Improverished Europe must desire that the reconstruction shall be fulfilled with the greatest success, and with as little expense as is in any way possible. This desire can only be fulfilled by a clear understanding about the best methods to be employed. It would be the worst method to go on and have the work done by German prisoners of war. Certainly this work is cheap, but it would cost the world dear if hatred and despair shall seize the German people, when they consider that their brothers and sons and fathers, who are prisoners, are kept prisoners beyond the preliminary peace in the former penal work.
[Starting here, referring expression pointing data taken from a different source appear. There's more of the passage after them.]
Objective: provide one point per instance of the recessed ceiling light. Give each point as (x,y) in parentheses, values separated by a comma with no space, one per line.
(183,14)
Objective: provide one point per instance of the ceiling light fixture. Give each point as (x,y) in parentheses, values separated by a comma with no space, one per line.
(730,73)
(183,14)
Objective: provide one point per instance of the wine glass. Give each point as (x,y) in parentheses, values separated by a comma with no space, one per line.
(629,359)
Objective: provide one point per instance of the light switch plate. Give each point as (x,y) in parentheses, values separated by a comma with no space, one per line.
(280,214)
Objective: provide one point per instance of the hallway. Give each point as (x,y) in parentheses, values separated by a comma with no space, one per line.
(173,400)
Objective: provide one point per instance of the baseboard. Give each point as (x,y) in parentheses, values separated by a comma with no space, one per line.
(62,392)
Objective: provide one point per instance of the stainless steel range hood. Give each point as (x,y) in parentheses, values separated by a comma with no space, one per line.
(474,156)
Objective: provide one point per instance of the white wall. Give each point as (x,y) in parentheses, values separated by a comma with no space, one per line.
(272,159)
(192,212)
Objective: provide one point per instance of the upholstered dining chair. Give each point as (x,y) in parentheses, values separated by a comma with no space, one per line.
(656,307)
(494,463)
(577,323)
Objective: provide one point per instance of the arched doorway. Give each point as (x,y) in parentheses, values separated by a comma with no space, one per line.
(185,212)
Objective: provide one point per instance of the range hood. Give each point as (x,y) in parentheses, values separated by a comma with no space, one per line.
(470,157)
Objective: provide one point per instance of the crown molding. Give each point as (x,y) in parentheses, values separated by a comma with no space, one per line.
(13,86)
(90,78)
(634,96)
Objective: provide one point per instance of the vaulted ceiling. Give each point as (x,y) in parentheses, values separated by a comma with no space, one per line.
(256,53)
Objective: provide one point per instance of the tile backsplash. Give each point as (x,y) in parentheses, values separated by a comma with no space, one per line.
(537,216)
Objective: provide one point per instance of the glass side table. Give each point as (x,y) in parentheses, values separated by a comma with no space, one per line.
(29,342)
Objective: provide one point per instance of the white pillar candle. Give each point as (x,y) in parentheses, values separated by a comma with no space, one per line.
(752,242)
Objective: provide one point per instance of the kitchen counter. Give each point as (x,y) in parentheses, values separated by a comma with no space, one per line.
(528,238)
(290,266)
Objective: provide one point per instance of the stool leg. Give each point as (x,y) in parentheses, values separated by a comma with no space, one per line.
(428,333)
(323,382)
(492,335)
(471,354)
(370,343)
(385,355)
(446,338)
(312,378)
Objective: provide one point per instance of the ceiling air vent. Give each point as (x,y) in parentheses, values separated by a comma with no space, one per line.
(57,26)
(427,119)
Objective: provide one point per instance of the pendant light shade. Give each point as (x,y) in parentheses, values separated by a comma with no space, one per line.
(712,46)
Without any immediate solution of this question, which has been drawn out too long, we cannot come to a durable peace. Our experts of both sides will have to examine how the German people may come up to their financial obligations to repair without succumbing under the heavy burden. A crash would bereave those who have a right to repair of the advantages to which they have a claim, and would draw after it an irretrievable disorder of the whole European economical system. The vanquishers, as well as the vanquished people, must guard against this menacing danger with its incalculable consequences. There is only one means of banishing it: - unlimited confession of the economical and social solidarity of all peoples in a free and rising League of Nations.
Gentlemen, the sublime thought to be derived from the most terrible disaster in the history of mankind is the League of Nations - the greatest progress in the development of mankind has been pronounced and will make its way. Only if the gates of the League of Nations are thrown open to all who are of good will, can the aim be attained, and only then the dead of this war will not have died in vain.
The German people in their hearts are ready to take upon themselves their heavy lot if the bases of peace which have been established are not any more shaken. The peace which may not be defended in the name of right before the world always calls forth new resistances against it. Nobody will be capable of subscribing to it with good conscience for it will not be possible of fulfillment. Nobody could be able to take upon himself the guarantee of its execution which ought to lie in its signature.
We shall examine the document handed to us with good will and in the hope that the final result of our interview may be subscribed to by all of us.
M. CLEMENCEAU: Has anybody any more observations to offer? Does no one wish to speak? If not, the meeting is closed.
Thereupon, at 4:05 p.m. the meeting closed.